Fish omega-3 fatty acids induce liver fibrosis in the treatment of bile duct-ligated rats.

BACKGROUND: Biliary atresia-induced cholestasis increases hepatic oxidative stress with eventual progression to cirrhosis and liver failure. Omega-3 fatty acids play a possible role in the regulation of oxidative stress and the improvement of cholestasis.

AIM: The goal of the present study is to investigate the role of dietary supplementation of fish omega-3 fatty acids in the reduction of hepatocellular damage by using a rat common bile duct ligation model.

METHODS: Sprague-Dawley rats received either sham or bile duct ligation (BDL) and were divided into four study groups: Sham+saline (Sham+sal) group, Sham+Fish oil (Sham+FO) group, BDL+saline (BDL+sal) group, and BDL+Fish oil (BDL+FO) group. Rats from each group were assigned to receive, besides regular chow, once daily with either normal saline or fish omega-3 fatty acids (0.4 % of its own body weight) via gavage for 10 days. Samples of blood, liver tissue homogenates, and histological studies from different groups were analyzed at the end of the study.

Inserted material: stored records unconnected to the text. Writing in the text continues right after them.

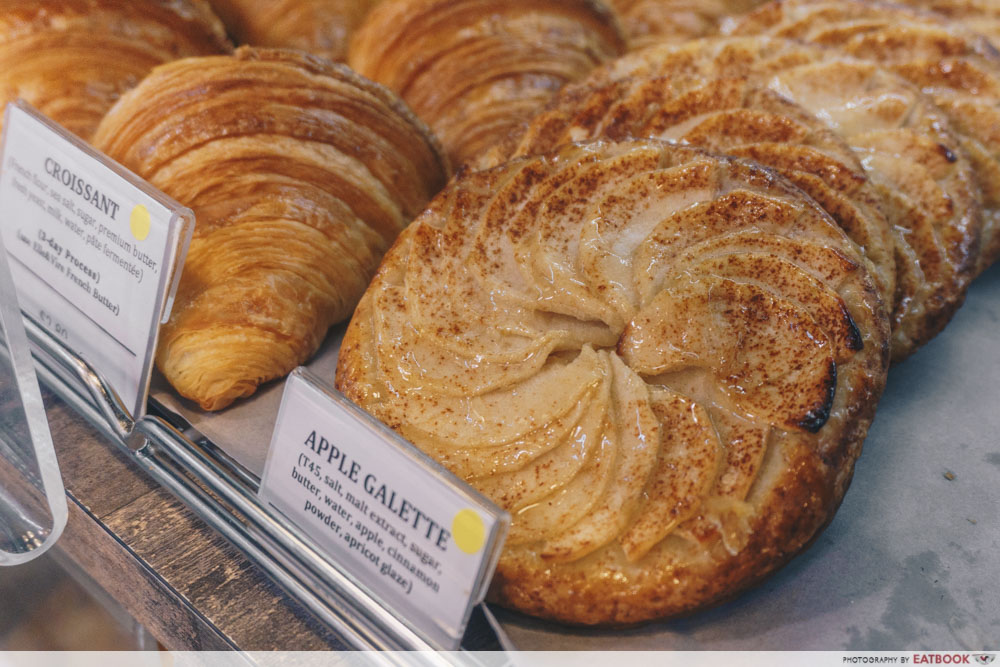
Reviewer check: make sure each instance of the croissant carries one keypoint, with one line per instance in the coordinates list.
(661, 362)
(925, 183)
(73, 59)
(959, 69)
(473, 69)
(648, 22)
(321, 27)
(300, 174)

RESULTS: Rats from BDL+FO had significantly impaired liver function as compared to other study groups (p < 0.05 is of significant difference). Ishak scores and the TGF-b1 contents were significantly higher in rats that received BDL+FO, p < 0.05. Contrary to TGF-b1 liver content, rats from the BDL+FO group had the lowest glutathione levels among the study groups, p < 0.05.

CONCLUSIONS: Fish omega-3 fatty acids supplementation, albeit increased tissue content of DHA, tended to increase liver fibrosis in BDL rats, decrease liver glutathione level, and compromise hepatic function; fish oil supplementation to subjects with biliary atresia might be of potential hazard and should be used with caution.